Proof. The least-squares solution for parameters is given by $\hat{\boldsymbol{\beta}}=\mathbf{X}^+\mathbf{y}$, so $\hat{\mathbf{y}}=\mathbf{X}\mathbf{X}^+\mathbf{y}$. We can write $$ \begin{align} \sum_{i=1}^N(Y_i-\hat{Y}_i)^2 & = (\mathbf{y} - \hat{\mathbf{y}})^T (\mathbf{y} - \hat{\mathbf{y}}) = \mathbf{y}^T (\mathbf{I} - \mathbf{X}\mathbf{X}^+)^T (\mathbf{I} - \mathbf{X}\mathbf{X}^+)\mathbf{y} \\ & = \mathrm{tr}\, \mathbf{y}^T (\mathbf{I} - \mathbf{X}\mathbf{X}^+)^T (\mathbf{I} - \mathbf{X}\mathbf{X}^+)\mathbf{y} = \mathrm{tr}\, (\mathbf{I} - \mathbf{X}\mathbf{X}^+)\mathbf{y} \mathbf{y}^T. \end{align} $$ In the last transition we used the property of trace $\mathrm{tr}\,AB = \mathrm{tr}\,BA$ and that $P:=\mathbf{I} - \mathbf{X}\mathbf{X}^+$ is an orthogonal projection: orthogonal projections satisfy $P = P^T = P^2$. We will also require another property: that $P$ is an orthogonal projection onto the orthogonal complement of the column-space (range) of $\mathbf{X}$. That is, for any linear combination of columns, $\mathbf{X}\mathbf{w} = \sum_{j=0}^{p} \mathbf{x}_p w_p$, we have $P \mathbf{X}\mathbf{w} = \mathbf{0}$. Also, $\mathrm{tr}\,P = N-p-1$. All these properties can be demonstrated without a reference to the pseudo-inverse and orthogonal projections, but they are best understood at this level of abstraction.

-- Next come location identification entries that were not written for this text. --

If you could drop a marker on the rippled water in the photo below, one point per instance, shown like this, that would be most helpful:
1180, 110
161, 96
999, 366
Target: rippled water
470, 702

The observed data is $\mathbf{y} = \mathbf{f}(\mathbf{X}) + \mathbf{e}$, where $\mathbf{f}(\mathbf{X})\equiv \mathbf{f} := E[\mathbf{y}]$. From the assumptions about the errors and $X$'s being "fixed", we have $E[\mathbf{y}\mathbf{y}^T] = \mathbf{f}\mathbf{f}^T + \sigma^2\mathbf{I}$. We use this in the expectation of the sum of squared residuals:

$$ \begin{align} E[\sum_{i=1}^N(Y_i-\hat{Y}_i)^2] & = E[ \mathrm{tr}\, (\mathbf{I} - \mathbf{X}\mathbf{X}^+)\mathbf{y} \mathbf{y}^T] = \mathrm{tr}\, (\mathbf{I} - \mathbf{X}\mathbf{X}^+) E[ \mathbf{y} \mathbf{y}^T] \\ & = \mathrm{tr}\, \{ (\mathbf{I} - \mathbf{X}\mathbf{X}^+) \mathbf{f}\mathbf{f}^T \} + \sigma^2 \mathrm{tr}\, \{ (\mathbf{I} - \mathbf{X}\mathbf{X}^+)\} \\ & = \mathrm{tr}\, \{ \underbrace{(\mathbf{I} - \mathbf{X}\mathbf{X}^+) \mathbf{f}}_{=\mathbf{0}}\mathbf{f}^T \} + (N-p-1) \sigma^2. \end{align},$$ where we again used the properties of the projection. $\blacksquare$.

Note that:

• the assumption of uncorrelated homoskedastic errors ($\mathrm{var}\,\mathbf{y} = \sigma^2 \mathbf{I}$) is weaker than then assumption of i.i.d. errors;
• there is no assumption of anything being Gaussian or normally distributed.